There are several limitations in this study. The PHGG supplementation was standardized at 5g per day in this study. Even with 5g dietary fiber supplementation, the daily fiber intake of most participants was still lower than the recommended dose. Further study to assess the effect of dietary fiber intake correction up to recommended amounts is necessary. Another limitation is that the investigators were not blinded to the treatment. Staff of LTCF assisted storage of PHGG, preparation of PHGG solution and supply of solution to participants. Close monitoring of their work was necessary to ensure smooth progression of the study and treatment was hence unavoidably unblinded. We only looked at LTCF residents in this study and the results may not be generalizable to other older people in the community.

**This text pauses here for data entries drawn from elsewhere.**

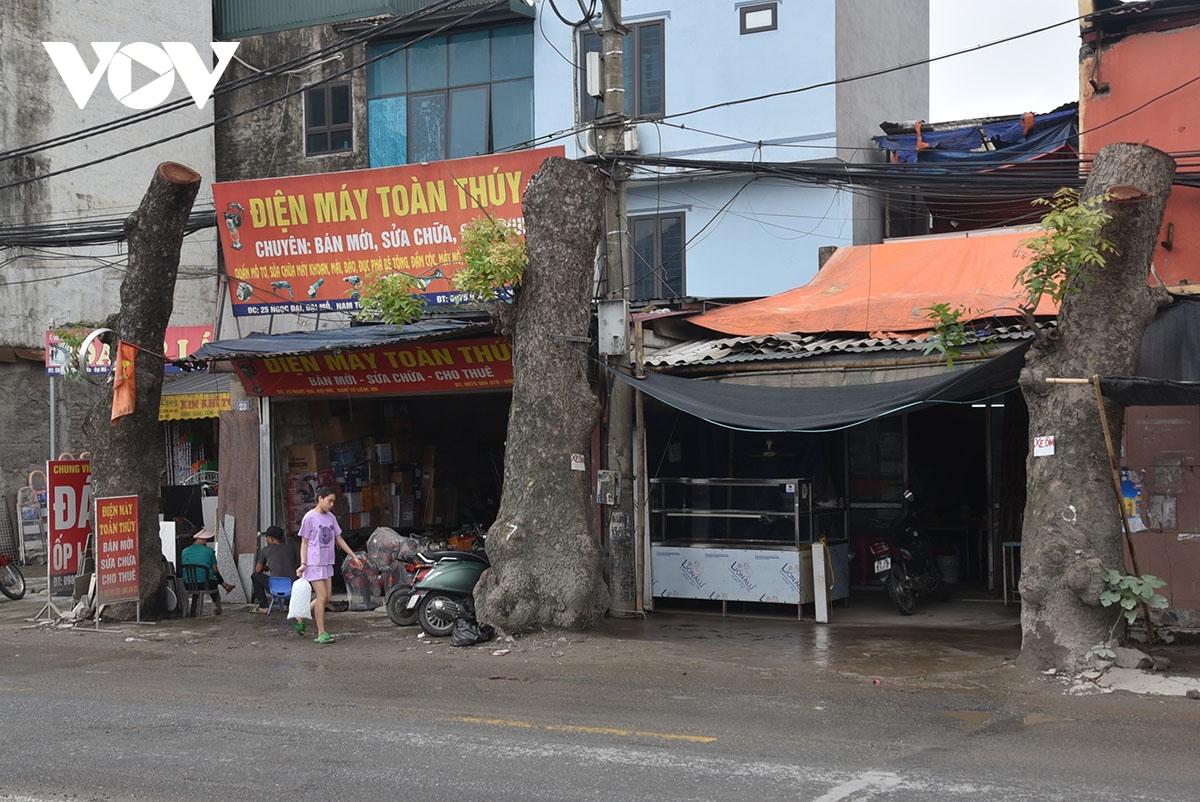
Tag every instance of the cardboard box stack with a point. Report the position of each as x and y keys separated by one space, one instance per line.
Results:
x=381 y=482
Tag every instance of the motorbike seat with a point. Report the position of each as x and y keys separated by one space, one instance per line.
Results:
x=466 y=556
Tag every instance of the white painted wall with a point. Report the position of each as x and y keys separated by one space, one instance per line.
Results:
x=766 y=240
x=65 y=285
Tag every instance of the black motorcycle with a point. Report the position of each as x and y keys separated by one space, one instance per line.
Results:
x=906 y=564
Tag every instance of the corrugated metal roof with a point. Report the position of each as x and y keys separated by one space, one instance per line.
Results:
x=781 y=347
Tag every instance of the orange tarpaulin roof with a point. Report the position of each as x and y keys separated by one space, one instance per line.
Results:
x=882 y=288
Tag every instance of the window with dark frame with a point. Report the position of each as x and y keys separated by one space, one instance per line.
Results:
x=645 y=75
x=451 y=96
x=328 y=121
x=759 y=17
x=657 y=243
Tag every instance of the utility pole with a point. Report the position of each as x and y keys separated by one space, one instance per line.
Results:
x=619 y=524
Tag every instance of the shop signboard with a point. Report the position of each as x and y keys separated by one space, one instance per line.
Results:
x=178 y=343
x=311 y=243
x=69 y=524
x=442 y=366
x=117 y=549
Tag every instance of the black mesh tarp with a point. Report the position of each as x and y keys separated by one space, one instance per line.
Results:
x=821 y=408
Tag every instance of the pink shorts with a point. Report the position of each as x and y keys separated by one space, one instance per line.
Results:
x=313 y=573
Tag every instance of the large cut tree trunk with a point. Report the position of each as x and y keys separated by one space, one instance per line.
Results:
x=546 y=562
x=127 y=456
x=1073 y=526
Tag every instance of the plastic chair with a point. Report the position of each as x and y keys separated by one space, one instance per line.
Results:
x=280 y=587
x=197 y=579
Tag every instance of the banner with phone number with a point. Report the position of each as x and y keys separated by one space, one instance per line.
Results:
x=311 y=243
x=426 y=367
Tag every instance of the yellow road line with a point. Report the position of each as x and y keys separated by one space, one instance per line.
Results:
x=589 y=730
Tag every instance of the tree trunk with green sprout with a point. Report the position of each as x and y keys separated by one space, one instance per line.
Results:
x=1073 y=528
x=125 y=458
x=547 y=566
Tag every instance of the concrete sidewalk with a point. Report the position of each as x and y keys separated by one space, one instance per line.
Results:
x=964 y=642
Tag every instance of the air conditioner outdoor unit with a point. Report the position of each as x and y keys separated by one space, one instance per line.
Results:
x=629 y=145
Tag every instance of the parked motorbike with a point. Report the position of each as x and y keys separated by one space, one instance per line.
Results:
x=439 y=596
x=12 y=581
x=396 y=602
x=906 y=566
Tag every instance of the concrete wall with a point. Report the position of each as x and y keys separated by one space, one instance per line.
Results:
x=73 y=285
x=875 y=35
x=778 y=228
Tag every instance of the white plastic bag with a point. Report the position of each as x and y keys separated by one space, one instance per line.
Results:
x=300 y=605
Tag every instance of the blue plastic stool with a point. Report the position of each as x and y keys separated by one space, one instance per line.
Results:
x=280 y=588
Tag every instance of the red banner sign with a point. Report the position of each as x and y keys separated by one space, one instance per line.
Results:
x=427 y=367
x=309 y=243
x=69 y=501
x=179 y=342
x=117 y=549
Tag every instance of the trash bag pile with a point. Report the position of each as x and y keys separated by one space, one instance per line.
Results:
x=389 y=551
x=360 y=582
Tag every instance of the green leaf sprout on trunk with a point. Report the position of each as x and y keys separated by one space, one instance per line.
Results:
x=493 y=262
x=1060 y=261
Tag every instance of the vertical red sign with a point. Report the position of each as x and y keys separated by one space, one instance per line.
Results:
x=117 y=549
x=69 y=501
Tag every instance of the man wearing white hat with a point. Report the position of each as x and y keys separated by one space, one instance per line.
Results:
x=199 y=554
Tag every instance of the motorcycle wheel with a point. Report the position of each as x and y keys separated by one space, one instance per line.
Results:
x=437 y=614
x=397 y=608
x=12 y=581
x=905 y=598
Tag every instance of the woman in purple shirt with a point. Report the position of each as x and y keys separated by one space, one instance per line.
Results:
x=319 y=538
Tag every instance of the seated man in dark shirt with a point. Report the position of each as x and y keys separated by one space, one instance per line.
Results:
x=277 y=560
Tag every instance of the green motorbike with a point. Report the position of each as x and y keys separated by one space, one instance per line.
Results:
x=439 y=596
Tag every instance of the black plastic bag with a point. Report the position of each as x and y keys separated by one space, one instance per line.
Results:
x=468 y=632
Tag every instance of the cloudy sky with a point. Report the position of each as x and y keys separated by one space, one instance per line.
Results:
x=1035 y=73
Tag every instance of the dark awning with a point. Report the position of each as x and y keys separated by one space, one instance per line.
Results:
x=823 y=408
x=1168 y=364
x=359 y=336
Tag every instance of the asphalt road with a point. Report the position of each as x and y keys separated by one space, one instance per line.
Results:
x=684 y=707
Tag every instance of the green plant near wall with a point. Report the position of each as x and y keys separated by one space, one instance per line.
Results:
x=493 y=257
x=1067 y=251
x=1061 y=259
x=394 y=298
x=72 y=335
x=1128 y=592
x=493 y=262
x=953 y=334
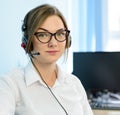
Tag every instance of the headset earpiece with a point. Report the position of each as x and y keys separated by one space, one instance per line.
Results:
x=24 y=39
x=69 y=42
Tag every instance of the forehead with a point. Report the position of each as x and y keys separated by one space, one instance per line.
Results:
x=52 y=23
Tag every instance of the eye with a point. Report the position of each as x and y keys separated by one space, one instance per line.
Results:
x=61 y=33
x=42 y=35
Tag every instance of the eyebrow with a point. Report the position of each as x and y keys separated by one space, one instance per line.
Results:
x=49 y=31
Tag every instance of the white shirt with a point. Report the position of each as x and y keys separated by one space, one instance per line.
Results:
x=22 y=92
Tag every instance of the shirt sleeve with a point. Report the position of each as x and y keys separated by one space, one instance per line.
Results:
x=7 y=98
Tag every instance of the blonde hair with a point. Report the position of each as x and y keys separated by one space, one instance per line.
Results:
x=36 y=17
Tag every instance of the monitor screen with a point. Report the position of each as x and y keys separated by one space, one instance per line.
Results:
x=98 y=70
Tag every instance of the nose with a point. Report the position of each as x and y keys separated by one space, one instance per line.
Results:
x=53 y=42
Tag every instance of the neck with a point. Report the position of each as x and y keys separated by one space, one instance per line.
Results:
x=47 y=72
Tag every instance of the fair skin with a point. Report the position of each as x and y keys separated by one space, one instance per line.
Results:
x=49 y=52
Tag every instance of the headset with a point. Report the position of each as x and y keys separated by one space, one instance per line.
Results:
x=25 y=38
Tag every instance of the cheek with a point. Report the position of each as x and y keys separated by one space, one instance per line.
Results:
x=36 y=44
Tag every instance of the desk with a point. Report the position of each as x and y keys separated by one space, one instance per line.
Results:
x=106 y=112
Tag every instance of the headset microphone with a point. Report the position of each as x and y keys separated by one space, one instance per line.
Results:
x=34 y=53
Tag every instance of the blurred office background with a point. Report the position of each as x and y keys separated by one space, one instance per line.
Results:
x=94 y=25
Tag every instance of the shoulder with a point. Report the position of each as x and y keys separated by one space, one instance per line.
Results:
x=71 y=79
x=10 y=78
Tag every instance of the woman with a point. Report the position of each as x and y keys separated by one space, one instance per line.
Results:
x=42 y=88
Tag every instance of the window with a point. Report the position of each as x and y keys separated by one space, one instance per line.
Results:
x=113 y=43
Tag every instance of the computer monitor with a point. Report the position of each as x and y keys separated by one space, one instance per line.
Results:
x=98 y=70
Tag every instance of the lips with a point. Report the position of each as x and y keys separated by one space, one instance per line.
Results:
x=52 y=52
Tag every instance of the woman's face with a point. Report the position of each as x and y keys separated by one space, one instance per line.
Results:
x=51 y=51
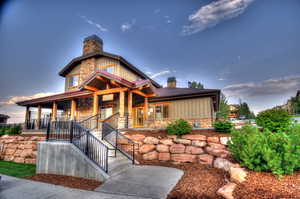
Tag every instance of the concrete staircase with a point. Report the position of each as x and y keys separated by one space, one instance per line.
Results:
x=117 y=162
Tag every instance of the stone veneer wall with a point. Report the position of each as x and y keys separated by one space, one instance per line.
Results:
x=189 y=148
x=19 y=149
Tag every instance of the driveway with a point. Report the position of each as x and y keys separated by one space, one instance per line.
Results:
x=137 y=182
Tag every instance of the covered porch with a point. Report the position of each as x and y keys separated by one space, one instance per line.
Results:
x=101 y=96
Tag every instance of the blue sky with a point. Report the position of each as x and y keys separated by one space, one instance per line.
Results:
x=248 y=48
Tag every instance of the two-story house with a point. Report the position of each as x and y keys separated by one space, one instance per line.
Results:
x=101 y=83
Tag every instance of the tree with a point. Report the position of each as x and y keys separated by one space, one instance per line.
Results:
x=195 y=84
x=244 y=111
x=224 y=108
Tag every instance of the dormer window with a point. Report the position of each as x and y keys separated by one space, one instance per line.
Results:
x=109 y=69
x=73 y=81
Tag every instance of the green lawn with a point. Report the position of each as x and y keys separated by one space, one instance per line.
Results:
x=18 y=170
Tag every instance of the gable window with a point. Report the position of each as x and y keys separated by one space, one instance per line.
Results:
x=73 y=81
x=109 y=70
x=159 y=112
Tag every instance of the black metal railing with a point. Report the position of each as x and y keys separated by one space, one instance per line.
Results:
x=92 y=122
x=37 y=124
x=120 y=142
x=75 y=133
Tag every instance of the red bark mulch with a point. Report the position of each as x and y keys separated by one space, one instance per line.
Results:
x=67 y=181
x=197 y=182
x=264 y=185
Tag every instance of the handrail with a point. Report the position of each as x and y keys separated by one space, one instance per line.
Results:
x=73 y=132
x=114 y=137
x=91 y=122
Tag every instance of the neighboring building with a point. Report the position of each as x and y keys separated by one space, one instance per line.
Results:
x=233 y=110
x=3 y=118
x=289 y=105
x=103 y=83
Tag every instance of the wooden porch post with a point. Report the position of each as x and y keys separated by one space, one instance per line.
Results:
x=39 y=116
x=54 y=111
x=146 y=109
x=129 y=104
x=73 y=109
x=95 y=104
x=27 y=115
x=122 y=103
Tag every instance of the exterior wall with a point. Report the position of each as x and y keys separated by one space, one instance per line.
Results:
x=192 y=110
x=75 y=71
x=87 y=67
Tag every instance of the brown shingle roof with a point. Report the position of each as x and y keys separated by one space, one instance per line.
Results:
x=77 y=60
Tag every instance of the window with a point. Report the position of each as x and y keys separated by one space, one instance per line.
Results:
x=109 y=70
x=73 y=81
x=159 y=112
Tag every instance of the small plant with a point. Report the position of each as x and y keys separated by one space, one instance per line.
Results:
x=179 y=127
x=275 y=120
x=267 y=151
x=223 y=126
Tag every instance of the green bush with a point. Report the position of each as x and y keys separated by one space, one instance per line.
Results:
x=13 y=130
x=223 y=126
x=267 y=151
x=179 y=128
x=274 y=120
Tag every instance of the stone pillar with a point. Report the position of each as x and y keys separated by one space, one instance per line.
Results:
x=95 y=104
x=39 y=116
x=129 y=109
x=54 y=111
x=121 y=122
x=27 y=114
x=73 y=109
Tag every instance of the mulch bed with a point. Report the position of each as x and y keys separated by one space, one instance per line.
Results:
x=163 y=134
x=265 y=185
x=67 y=181
x=198 y=181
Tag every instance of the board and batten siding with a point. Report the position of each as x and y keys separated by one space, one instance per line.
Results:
x=190 y=108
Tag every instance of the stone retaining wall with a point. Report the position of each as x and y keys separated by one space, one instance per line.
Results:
x=21 y=149
x=189 y=148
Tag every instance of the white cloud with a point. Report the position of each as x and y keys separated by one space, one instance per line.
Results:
x=98 y=26
x=14 y=99
x=212 y=14
x=160 y=73
x=277 y=86
x=156 y=11
x=127 y=25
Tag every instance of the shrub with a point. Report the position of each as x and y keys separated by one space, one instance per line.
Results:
x=13 y=130
x=274 y=120
x=223 y=126
x=267 y=151
x=179 y=128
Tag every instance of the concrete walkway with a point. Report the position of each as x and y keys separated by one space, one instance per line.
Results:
x=143 y=181
x=138 y=182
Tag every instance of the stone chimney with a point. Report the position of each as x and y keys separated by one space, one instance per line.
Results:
x=171 y=82
x=92 y=44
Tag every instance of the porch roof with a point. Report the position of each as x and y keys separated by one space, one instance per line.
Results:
x=131 y=67
x=56 y=97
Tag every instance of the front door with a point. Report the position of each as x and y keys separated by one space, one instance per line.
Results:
x=138 y=117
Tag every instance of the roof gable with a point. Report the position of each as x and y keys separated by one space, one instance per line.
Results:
x=128 y=65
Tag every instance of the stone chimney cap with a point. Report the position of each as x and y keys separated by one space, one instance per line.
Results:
x=94 y=38
x=171 y=79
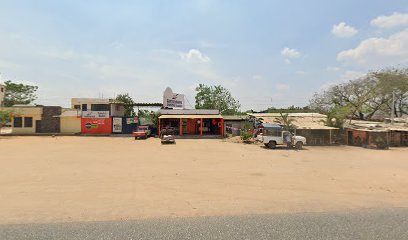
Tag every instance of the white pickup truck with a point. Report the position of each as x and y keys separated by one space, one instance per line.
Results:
x=273 y=134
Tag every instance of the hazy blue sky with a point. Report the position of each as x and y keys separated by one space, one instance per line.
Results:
x=268 y=53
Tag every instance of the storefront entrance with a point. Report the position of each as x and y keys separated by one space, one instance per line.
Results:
x=194 y=125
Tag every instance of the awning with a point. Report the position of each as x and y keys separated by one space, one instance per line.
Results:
x=196 y=116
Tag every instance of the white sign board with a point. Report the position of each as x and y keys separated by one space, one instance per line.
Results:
x=95 y=114
x=172 y=100
x=117 y=125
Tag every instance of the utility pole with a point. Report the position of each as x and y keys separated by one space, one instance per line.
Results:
x=393 y=107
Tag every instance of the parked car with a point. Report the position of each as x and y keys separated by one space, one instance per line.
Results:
x=273 y=135
x=167 y=135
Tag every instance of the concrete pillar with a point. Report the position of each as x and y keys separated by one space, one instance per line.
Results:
x=201 y=127
x=181 y=127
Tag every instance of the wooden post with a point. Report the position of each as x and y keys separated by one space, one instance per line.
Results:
x=181 y=127
x=201 y=127
x=330 y=137
x=222 y=127
x=158 y=128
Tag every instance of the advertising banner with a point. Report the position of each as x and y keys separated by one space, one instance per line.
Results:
x=95 y=114
x=96 y=126
x=117 y=125
x=173 y=100
x=132 y=120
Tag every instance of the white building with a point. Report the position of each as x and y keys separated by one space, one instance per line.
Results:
x=88 y=105
x=2 y=93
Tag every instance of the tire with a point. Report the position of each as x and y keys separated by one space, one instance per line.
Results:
x=272 y=145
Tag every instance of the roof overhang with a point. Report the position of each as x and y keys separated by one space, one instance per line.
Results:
x=194 y=116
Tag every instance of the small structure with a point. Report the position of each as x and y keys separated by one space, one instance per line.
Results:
x=309 y=125
x=70 y=121
x=34 y=119
x=2 y=94
x=377 y=134
x=98 y=115
x=192 y=122
x=234 y=123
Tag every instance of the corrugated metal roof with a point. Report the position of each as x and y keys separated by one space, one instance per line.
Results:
x=313 y=121
x=189 y=111
x=317 y=115
x=191 y=116
x=235 y=117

This study showed that daily dietary fibre supplementation by using PHGG for 4 weeks in LTCF residents results in significantly less laxative use than placebo. PHGG is available in Public hospitals dietetic formularies and can be prescribed by physicians and dieticians in many countries. It may be an effective way to reduce laxative prescription in LTCFs.
Acknowledgments
The authors gratefully acknowledge the Research Matching Grant Scheme of the University Grants Committee from the government of Hong Kong Special Administrative Region [Grant ID: 207300993], which partially supported the study financially.
Author Contributions
Study concept, design and participant recruitments: TC Chan, JKY Yuen, JKH Luk, FHW Chan. Data collection: TC Chan, VMW Yu. Analysis and interpretation of data: TC Chan, LW Chu, VMV Yu. Preparation of paper: TC Chan, JKH Luk, LW Chu, FHW Chan.
Conflict of interest
The authors declare no conflict of interest.
Ethical standard
The research was approved by the Institutional Review Board of The University of Hong Kong. The study was conducted in accordance with the Declaration of Helsinki and Good Clinical Practice.